Share:
ClickHelp Documentation

Finding Content with Regular Expressions and Other Techniques

To perform more sophisticated operations with Global Find and Replaceyou can use regular expressions. Here, we will provide you with some use cases.

Regular Expressions Syntax

Information

Before starting, keep in mind a few things about the syntax of regular expressions:

  • The Global Find and Replace engine supports the .NET regular expression syntax. Here is an article by Microsoft to learn more: Regular Expression Language - Quick Reference.
  • When using the Search and Replace dialog in the Topic Source editor, HTML editor, JavaScript editor, CSS editor, and Code Samples editor, ClickHelp uses the JavaScript regular expression syntax. To learn more, refer to this article: JavaScript RegExp Reference. Keep in mind, that you can use regular expressions in ClickHelp without quotes or slashes.
  • In the Global Find and Replace page and the Search and Replace dialogs in editors, you can use the $ symbol with a number (like $1, $2 and so on) to refer to a specific match.
  • Some symbols like ?*+.\$^{}()| may have special meaning in regular expressions. If you need to use those symbols when searching, make sure that you escape them in your search string by adding a backslash before the symbol. For example, \? or \*.
  • If you're unsure about the correct use of regular expressions, we recommend using REGEX TESTER to test and fix your regular expressions.

Scenario #1 - Replace Text with a Variable

Let's suppose, you added your company name to all your topics.

And now you'd like to use a Variable for all those places, so you can easier update the company name if required. You can perform this change as described below:

  • Fill in the search string with the company name.

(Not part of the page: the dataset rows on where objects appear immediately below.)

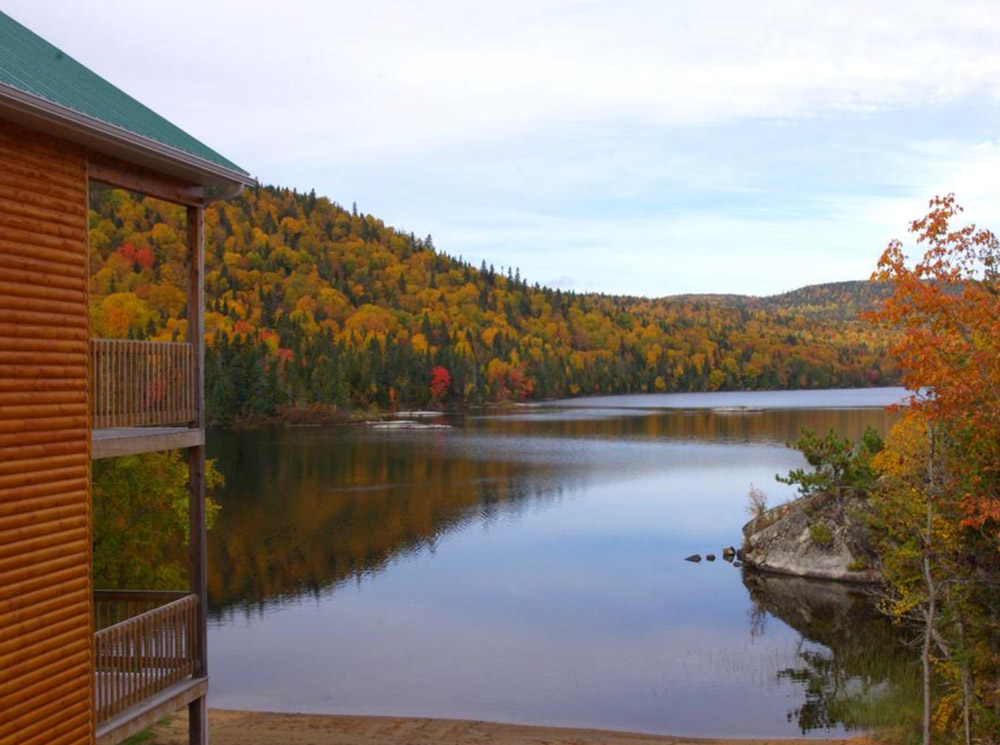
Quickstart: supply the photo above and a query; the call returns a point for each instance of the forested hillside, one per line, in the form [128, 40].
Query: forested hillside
[308, 303]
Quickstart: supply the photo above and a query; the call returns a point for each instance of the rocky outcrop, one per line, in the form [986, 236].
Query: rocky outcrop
[820, 536]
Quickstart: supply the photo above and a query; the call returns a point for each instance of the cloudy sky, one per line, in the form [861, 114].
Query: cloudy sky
[632, 147]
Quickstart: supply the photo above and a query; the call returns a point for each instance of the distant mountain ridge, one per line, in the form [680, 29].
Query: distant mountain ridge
[309, 304]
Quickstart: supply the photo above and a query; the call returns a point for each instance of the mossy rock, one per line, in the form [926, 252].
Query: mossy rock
[820, 534]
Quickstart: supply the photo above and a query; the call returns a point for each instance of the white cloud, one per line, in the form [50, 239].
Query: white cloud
[631, 147]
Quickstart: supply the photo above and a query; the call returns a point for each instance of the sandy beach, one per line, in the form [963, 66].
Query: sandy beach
[257, 728]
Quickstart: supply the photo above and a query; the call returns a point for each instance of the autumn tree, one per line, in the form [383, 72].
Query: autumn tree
[938, 504]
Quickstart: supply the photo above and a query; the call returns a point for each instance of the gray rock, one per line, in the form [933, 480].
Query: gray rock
[820, 536]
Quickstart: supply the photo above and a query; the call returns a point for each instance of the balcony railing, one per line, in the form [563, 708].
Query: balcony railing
[144, 644]
[142, 383]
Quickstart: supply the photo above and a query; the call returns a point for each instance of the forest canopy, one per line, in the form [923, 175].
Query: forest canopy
[310, 304]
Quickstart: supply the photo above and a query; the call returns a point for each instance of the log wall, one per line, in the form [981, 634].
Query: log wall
[46, 631]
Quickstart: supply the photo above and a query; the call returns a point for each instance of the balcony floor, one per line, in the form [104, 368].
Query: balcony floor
[108, 443]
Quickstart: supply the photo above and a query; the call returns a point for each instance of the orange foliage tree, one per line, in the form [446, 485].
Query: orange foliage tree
[937, 507]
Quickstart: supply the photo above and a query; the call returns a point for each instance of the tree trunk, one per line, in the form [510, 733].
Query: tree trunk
[929, 618]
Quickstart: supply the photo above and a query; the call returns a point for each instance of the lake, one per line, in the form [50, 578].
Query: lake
[527, 565]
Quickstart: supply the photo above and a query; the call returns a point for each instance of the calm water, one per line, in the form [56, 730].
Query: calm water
[526, 566]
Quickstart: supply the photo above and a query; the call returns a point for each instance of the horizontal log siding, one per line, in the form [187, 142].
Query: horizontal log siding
[46, 627]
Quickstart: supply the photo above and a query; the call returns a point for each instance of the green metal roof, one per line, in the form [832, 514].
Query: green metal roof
[32, 65]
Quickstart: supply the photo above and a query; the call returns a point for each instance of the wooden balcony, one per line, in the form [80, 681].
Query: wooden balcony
[143, 396]
[145, 659]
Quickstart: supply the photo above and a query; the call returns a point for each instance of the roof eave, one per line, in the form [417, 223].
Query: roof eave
[41, 114]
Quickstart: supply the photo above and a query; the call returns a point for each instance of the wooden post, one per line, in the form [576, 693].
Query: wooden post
[197, 709]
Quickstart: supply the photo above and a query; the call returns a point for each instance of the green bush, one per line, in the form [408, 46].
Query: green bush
[820, 534]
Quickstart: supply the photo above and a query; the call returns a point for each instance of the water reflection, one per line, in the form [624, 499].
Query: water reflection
[853, 668]
[528, 568]
[769, 425]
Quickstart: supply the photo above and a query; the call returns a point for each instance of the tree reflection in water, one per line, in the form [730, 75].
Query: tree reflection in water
[855, 671]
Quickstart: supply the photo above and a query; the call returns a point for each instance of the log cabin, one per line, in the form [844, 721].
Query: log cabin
[79, 666]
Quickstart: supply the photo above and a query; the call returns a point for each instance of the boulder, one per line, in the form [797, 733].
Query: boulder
[821, 536]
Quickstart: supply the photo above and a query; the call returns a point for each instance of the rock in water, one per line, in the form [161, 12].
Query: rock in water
[820, 536]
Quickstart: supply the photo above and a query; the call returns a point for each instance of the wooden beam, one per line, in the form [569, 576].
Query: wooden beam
[111, 443]
[197, 545]
[122, 175]
[150, 711]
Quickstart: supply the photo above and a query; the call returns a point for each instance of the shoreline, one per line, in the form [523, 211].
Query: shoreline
[234, 727]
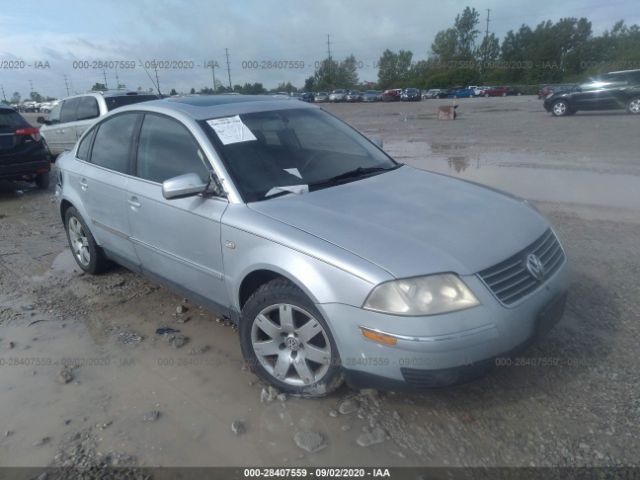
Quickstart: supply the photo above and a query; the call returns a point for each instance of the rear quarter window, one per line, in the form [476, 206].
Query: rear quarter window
[10, 121]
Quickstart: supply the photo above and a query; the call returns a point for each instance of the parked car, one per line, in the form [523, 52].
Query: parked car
[502, 91]
[611, 91]
[23, 153]
[338, 95]
[353, 96]
[370, 96]
[410, 95]
[73, 115]
[461, 92]
[392, 95]
[547, 90]
[321, 97]
[431, 93]
[307, 97]
[311, 252]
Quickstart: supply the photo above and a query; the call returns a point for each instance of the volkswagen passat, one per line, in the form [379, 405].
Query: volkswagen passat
[335, 261]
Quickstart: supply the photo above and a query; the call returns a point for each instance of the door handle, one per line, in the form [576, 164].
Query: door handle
[133, 201]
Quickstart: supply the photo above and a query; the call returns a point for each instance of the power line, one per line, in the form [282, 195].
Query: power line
[226, 50]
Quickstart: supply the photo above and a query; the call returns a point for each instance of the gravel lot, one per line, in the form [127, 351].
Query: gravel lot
[86, 381]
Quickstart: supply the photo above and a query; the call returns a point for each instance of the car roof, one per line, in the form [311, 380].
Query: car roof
[203, 107]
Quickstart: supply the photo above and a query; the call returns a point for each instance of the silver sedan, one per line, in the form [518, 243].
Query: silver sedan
[335, 261]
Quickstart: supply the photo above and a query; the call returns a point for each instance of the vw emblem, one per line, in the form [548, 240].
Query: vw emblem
[535, 267]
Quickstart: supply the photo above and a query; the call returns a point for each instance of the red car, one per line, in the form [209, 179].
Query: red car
[498, 91]
[392, 95]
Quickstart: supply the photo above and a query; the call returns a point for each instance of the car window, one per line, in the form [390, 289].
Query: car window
[10, 121]
[85, 145]
[87, 108]
[69, 110]
[54, 114]
[122, 100]
[166, 149]
[112, 143]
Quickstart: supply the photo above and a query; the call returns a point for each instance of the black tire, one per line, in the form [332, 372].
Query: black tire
[42, 180]
[560, 108]
[97, 262]
[633, 105]
[269, 295]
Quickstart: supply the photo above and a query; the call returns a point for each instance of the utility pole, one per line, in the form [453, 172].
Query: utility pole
[329, 57]
[486, 32]
[228, 68]
[213, 74]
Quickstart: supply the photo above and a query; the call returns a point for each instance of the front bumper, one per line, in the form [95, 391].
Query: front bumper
[441, 350]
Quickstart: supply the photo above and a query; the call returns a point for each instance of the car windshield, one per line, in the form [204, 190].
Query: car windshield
[295, 150]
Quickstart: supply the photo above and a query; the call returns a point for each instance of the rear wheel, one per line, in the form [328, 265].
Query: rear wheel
[633, 106]
[86, 252]
[42, 180]
[560, 108]
[287, 343]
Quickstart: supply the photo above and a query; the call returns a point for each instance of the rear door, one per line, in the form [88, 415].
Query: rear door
[103, 183]
[177, 240]
[66, 129]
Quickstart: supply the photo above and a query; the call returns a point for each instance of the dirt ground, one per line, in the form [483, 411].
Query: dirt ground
[85, 380]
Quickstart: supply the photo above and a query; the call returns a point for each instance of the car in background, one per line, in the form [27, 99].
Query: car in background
[431, 93]
[68, 119]
[547, 90]
[370, 96]
[321, 97]
[338, 95]
[307, 97]
[611, 91]
[320, 266]
[501, 91]
[353, 96]
[461, 92]
[410, 95]
[392, 95]
[23, 152]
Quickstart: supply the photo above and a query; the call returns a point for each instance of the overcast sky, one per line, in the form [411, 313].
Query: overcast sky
[196, 31]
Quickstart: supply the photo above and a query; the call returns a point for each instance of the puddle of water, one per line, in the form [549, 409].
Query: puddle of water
[528, 175]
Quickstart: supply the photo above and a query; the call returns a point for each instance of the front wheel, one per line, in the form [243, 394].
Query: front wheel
[560, 108]
[634, 106]
[287, 343]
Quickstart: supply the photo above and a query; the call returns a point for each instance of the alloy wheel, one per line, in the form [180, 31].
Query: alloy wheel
[79, 241]
[291, 344]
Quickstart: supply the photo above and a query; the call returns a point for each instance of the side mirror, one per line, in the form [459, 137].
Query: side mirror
[187, 185]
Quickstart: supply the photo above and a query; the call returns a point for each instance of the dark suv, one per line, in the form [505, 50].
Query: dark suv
[23, 154]
[611, 91]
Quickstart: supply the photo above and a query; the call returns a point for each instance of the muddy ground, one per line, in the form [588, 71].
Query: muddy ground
[85, 380]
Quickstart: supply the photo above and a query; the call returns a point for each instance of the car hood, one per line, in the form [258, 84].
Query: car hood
[412, 222]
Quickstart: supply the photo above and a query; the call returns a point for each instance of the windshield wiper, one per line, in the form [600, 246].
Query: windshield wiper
[350, 174]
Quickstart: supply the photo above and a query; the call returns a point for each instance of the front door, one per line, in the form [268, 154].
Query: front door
[177, 240]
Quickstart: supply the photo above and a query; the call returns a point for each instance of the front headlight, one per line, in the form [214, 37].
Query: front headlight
[421, 296]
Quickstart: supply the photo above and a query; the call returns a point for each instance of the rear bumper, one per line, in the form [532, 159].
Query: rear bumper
[20, 169]
[442, 350]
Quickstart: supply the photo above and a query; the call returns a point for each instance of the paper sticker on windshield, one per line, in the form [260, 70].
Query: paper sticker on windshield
[231, 130]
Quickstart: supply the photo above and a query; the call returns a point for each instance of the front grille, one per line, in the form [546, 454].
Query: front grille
[510, 280]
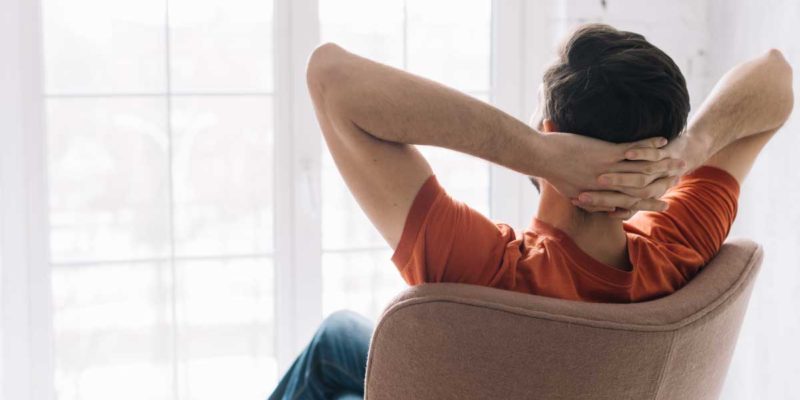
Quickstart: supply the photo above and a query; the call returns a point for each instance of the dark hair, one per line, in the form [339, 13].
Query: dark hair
[615, 86]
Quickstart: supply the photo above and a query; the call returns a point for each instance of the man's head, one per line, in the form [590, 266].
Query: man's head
[615, 86]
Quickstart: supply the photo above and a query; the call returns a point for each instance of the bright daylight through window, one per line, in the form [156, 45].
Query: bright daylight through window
[161, 156]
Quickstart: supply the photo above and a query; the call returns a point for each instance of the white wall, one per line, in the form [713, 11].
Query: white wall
[765, 364]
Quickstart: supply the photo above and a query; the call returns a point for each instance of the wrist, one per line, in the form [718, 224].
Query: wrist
[700, 146]
[539, 149]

  • Check the relevant filter boxes. 

  • Click FIND ALL.
  • Fill in the 'Replace with' field.

  • Select topics where you want to replace your company name with a variable.
  • Click REPLACE SELECTED (or REPLACE ALL if you need to replace it in all topics).
  • Here is the result:

Scenario #2 - Find Some HTML and Replace it with a Snippet

Let's suppose, you have an instruction:

Its code looks like this in the Source view:

To find it in all topics, use \s*? before and after opening and closing attributes. So, your search query will look like this:

HTML
<p>\s*?Here is how to open a file:\s*?</p>\s*?<ul>\s*?<li>\s*?Click "File > Open" in the main menu\.\s*?</li>\s*?<li>\s*?Select a file from the Open File dialog\.\s*?</li>\s*?</ul>

It may look complicated but it takes few seconds - just remember that you should add \s*?  before  every < tag and after every > tag. 

If you need to replace this code with a snippet, do the following:

  • Fill in the search string with code according to the above sample.
  • Check the relevant filter boxes.
  • Click FIND ALL.
  • Fill in the 'Replace with' field with a snippet reference (you need to create a snippet topic beforehand).

  • In the search results, select the topic where you want to replace code with a snippet reference.
  • Click REPLACE SELECTED, or click REPLACE ALL if you need to replace it in all topics.
  • Here is the result - the static content has been replaced with a snippet.

To learn more about snippets, refer to this topic: Content Snippets.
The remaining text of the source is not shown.